Since the file isn't read in using slurp_file, that $ won't match
because the lines will end \r\n instead of \n.
cheers
andrew
--
Andrew Dunstan
EDB: https://www.enterprisedb.com
On Thu, Jun 24, 2021 at 10:26:18PM -0400, Andrew Dunstan wrote:
Since the file isn't read in using slurp_file, that $ won't match
because the lines will end \r\n instead of \n.

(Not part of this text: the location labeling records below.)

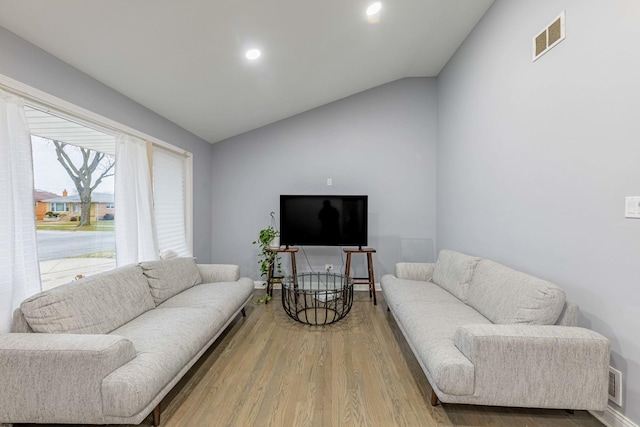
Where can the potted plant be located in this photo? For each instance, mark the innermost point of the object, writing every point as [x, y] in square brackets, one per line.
[268, 240]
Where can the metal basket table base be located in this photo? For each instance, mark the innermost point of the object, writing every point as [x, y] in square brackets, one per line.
[317, 298]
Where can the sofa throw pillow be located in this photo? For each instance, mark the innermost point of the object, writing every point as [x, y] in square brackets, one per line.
[169, 277]
[94, 305]
[453, 272]
[506, 296]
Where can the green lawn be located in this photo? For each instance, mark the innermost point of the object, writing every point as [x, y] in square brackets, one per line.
[73, 226]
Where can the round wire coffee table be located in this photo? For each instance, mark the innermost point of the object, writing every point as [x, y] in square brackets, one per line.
[317, 298]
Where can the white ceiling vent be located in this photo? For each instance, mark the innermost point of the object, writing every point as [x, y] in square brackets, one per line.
[549, 37]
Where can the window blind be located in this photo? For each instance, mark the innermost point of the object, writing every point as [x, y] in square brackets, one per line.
[169, 192]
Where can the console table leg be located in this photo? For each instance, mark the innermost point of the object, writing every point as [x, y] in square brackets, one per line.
[156, 416]
[372, 280]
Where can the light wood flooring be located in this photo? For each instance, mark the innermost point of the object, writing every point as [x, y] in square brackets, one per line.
[268, 370]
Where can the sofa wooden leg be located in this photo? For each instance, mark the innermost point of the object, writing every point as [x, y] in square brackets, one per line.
[434, 398]
[156, 416]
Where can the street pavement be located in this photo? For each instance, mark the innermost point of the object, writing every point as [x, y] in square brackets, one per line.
[60, 271]
[56, 244]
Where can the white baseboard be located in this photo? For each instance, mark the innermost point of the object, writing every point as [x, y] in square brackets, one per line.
[612, 418]
[358, 288]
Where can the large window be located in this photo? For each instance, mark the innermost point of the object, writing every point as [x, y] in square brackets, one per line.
[66, 254]
[170, 182]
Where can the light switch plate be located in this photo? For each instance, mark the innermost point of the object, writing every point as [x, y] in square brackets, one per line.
[632, 207]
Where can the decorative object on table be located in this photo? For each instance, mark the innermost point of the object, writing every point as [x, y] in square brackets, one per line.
[268, 239]
[317, 298]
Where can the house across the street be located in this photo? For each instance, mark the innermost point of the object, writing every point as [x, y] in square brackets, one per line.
[102, 206]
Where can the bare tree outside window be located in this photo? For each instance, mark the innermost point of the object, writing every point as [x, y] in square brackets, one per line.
[86, 173]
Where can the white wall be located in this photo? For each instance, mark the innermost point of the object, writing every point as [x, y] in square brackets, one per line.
[535, 159]
[32, 66]
[380, 142]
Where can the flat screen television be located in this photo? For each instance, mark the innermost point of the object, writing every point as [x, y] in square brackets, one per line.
[318, 220]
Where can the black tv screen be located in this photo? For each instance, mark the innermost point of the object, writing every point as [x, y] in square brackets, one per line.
[323, 220]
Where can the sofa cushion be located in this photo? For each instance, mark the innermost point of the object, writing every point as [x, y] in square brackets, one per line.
[453, 272]
[227, 297]
[430, 329]
[397, 291]
[506, 296]
[166, 343]
[94, 305]
[169, 277]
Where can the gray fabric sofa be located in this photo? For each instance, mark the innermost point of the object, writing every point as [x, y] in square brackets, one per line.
[488, 335]
[106, 349]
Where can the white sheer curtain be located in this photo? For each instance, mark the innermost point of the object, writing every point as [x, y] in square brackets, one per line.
[135, 235]
[19, 268]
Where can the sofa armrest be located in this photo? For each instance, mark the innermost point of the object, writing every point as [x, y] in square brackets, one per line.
[211, 273]
[415, 270]
[57, 378]
[538, 364]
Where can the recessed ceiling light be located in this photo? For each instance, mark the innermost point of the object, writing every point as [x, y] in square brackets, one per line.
[253, 54]
[374, 8]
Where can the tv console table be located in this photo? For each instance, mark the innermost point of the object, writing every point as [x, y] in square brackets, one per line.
[370, 279]
[271, 277]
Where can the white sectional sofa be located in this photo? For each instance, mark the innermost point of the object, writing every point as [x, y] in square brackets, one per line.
[489, 335]
[106, 349]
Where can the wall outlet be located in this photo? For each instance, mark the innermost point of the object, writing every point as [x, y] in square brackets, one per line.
[615, 386]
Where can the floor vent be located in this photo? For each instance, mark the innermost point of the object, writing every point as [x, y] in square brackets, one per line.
[550, 36]
[615, 386]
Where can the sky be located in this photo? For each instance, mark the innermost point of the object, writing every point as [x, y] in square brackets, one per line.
[49, 175]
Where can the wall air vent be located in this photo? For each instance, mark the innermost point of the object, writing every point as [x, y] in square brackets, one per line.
[550, 36]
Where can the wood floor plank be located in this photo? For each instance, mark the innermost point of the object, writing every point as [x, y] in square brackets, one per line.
[268, 370]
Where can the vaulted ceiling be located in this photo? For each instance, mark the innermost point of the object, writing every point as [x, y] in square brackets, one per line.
[185, 59]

I did not remember this one with Msys, thanks. I am not sure that
there is any need for an eval block here actually once you remove
open()? What do you think about something like the attached?
--
Michael
Attachments:
pgbench-tap-fix.patchtext/x-diff; charset=us-asciiDownload
diff --git a/src/bin/pgbench/t/001_pgbench_with_server.pl b/src/bin/pgbench/t/001_pgbench_with_server.pl
index ff5b31d4df..a136e18b0e 100644
--- a/src/bin/pgbench/t/001_pgbench_with_server.pl
+++ b/src/bin/pgbench/t/001_pgbench_with_server.pl
@@ -1193,28 +1193,29 @@ sub check_pgbench_logs
my $log_number = 0;
for my $log (sort @logs)
{
- eval {
- open my $fh, '<', $log or die "$@";
- my @contents = <$fh>;
- my $clen = @contents;
- ok( $min <= $clen && $clen <= $max,
- "transaction count for $log ($clen)");
- my $clen_match = grep(/$re/, @contents);
- ok($clen_match == $clen, "transaction format for $prefix");
- # Show more information if some logs don't match
- # to help with debugging.
- if ($clen_match != $clen)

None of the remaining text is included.